[PATCH] D87236: [X86][SSE2] Use smarter instruction patterns for lowering UMIN/UMAX with v8i16.

Sun Oct 4 08:32:46 PDT 2020

TomHender added a comment.

This patch is now just about v8i16 and I updated the array in "getTypeBasedIntrinsicInstrCost".

Regarding the remaining regression and the alternative lowering for v16i8, I think would like to try implementing the cost analysis based sign-switching for both v8i16 and v16i8. I have given that some thought and I think the actual logic is actually relatively straight forward. We just look at connected sequences of minimums and maximums (where we can even have simple shuffles, xors, adds, subtractions and possibly other operations in between) and then calculate both the cost of lowering the sequence naively (i.e. as of this patch) vs. the cost of lowering after turning the signedness of all minimums and maximums and flipping the sign on all input/ouput points. If sign switching is cheaper, we rewrite the tree by switching all signed and unsigned operations as well as adding a xor at each input/output point. Some common patterns I hope to optimize this way include the following:

- All the horizontal reduction code should automatically fall under this.
- Calculating the maximum or minimum of many values.
- The clamp pattern: min(max(x, min_value), max_value), possibly with the minimum and maximum constant.
- The median pattern: max(min(x, y), min(max(x, y), z))

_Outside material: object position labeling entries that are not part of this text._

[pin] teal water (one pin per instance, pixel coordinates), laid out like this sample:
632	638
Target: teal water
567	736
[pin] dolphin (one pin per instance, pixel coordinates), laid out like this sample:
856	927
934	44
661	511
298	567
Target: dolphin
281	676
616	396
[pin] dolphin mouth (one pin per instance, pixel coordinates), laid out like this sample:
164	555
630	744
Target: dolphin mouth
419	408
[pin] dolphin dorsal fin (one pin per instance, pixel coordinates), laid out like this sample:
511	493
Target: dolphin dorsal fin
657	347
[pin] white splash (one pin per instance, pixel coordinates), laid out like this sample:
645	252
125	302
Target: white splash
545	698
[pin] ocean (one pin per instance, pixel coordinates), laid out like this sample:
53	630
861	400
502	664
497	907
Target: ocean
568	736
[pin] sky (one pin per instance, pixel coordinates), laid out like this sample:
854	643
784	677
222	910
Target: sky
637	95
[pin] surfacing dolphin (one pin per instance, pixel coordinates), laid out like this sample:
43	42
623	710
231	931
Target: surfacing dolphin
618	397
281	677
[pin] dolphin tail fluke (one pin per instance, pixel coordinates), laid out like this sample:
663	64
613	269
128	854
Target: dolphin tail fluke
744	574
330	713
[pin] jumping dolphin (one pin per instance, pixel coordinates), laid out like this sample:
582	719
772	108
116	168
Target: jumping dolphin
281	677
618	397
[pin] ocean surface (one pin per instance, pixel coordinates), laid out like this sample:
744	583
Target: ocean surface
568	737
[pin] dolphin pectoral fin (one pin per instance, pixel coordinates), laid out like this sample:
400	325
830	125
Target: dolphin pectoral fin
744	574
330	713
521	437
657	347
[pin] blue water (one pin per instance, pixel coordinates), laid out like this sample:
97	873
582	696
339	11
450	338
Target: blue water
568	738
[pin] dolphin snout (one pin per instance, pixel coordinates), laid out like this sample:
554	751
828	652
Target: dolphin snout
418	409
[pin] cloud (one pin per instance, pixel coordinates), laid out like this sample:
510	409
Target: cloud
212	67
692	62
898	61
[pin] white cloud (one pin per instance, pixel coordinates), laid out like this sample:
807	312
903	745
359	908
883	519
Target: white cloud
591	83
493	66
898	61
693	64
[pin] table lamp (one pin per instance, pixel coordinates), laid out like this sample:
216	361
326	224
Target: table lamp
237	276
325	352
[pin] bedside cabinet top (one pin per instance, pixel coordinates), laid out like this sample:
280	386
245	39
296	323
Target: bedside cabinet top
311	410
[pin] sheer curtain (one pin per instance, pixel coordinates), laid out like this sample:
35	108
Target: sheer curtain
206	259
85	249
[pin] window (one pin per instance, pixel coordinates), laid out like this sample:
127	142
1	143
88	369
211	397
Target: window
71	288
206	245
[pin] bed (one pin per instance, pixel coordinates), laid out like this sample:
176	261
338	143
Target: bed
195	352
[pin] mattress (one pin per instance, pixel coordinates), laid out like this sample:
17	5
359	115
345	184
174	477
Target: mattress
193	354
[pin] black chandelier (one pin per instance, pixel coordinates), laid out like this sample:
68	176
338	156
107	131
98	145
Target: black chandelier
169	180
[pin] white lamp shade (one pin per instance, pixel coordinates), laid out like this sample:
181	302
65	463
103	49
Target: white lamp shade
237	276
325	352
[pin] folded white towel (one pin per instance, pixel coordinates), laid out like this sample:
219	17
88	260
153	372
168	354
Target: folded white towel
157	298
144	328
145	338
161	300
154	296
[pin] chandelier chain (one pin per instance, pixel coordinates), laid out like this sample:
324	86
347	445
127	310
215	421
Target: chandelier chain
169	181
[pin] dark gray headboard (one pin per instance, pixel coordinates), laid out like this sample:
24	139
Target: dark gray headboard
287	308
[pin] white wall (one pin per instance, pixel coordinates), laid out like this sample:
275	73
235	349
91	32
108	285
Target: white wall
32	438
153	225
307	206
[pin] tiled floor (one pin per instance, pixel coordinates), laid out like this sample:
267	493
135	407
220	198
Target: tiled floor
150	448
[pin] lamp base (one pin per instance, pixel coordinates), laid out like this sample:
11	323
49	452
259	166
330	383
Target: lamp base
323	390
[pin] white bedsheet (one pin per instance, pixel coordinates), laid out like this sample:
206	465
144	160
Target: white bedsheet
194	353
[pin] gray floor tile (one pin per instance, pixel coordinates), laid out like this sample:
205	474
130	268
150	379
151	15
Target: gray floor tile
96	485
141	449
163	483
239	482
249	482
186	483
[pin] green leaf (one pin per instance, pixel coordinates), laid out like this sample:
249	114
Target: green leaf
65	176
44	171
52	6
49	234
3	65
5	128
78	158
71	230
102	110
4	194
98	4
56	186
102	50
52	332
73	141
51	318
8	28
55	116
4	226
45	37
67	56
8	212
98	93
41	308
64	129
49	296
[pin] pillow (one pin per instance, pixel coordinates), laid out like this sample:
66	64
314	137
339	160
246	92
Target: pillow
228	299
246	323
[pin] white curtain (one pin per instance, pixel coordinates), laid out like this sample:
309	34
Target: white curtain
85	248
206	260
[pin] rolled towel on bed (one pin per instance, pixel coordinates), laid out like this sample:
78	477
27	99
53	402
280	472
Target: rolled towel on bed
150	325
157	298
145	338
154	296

The main question though why I am not already implementing a prototype is that I don't know where to put the code. I think neither the custom lowering function "X86TargetLowering::LowerOperation" nor "X86TargetLowering::PerformDAGCombine" are a good fit. The first one seems suboptimal because from my superficial understanding this method is not supposed to operate on the whole instruction graph but only lower one instruction at a time. The second one is annoying because as far as I understand LLVM's control flow, we will no longer have minimums or maximums explicitely because they have already been replaced by the earlier "LowerOperation". This would make matching the code patterns much more annoying.

Is there some target specific callback which runs before the lowering and is able/supposed to do tree rewriting like this?

CHANGES SINCE LAST ACTION
  https://reviews.llvm.org/D87236/new/

https://reviews.llvm.org/D87236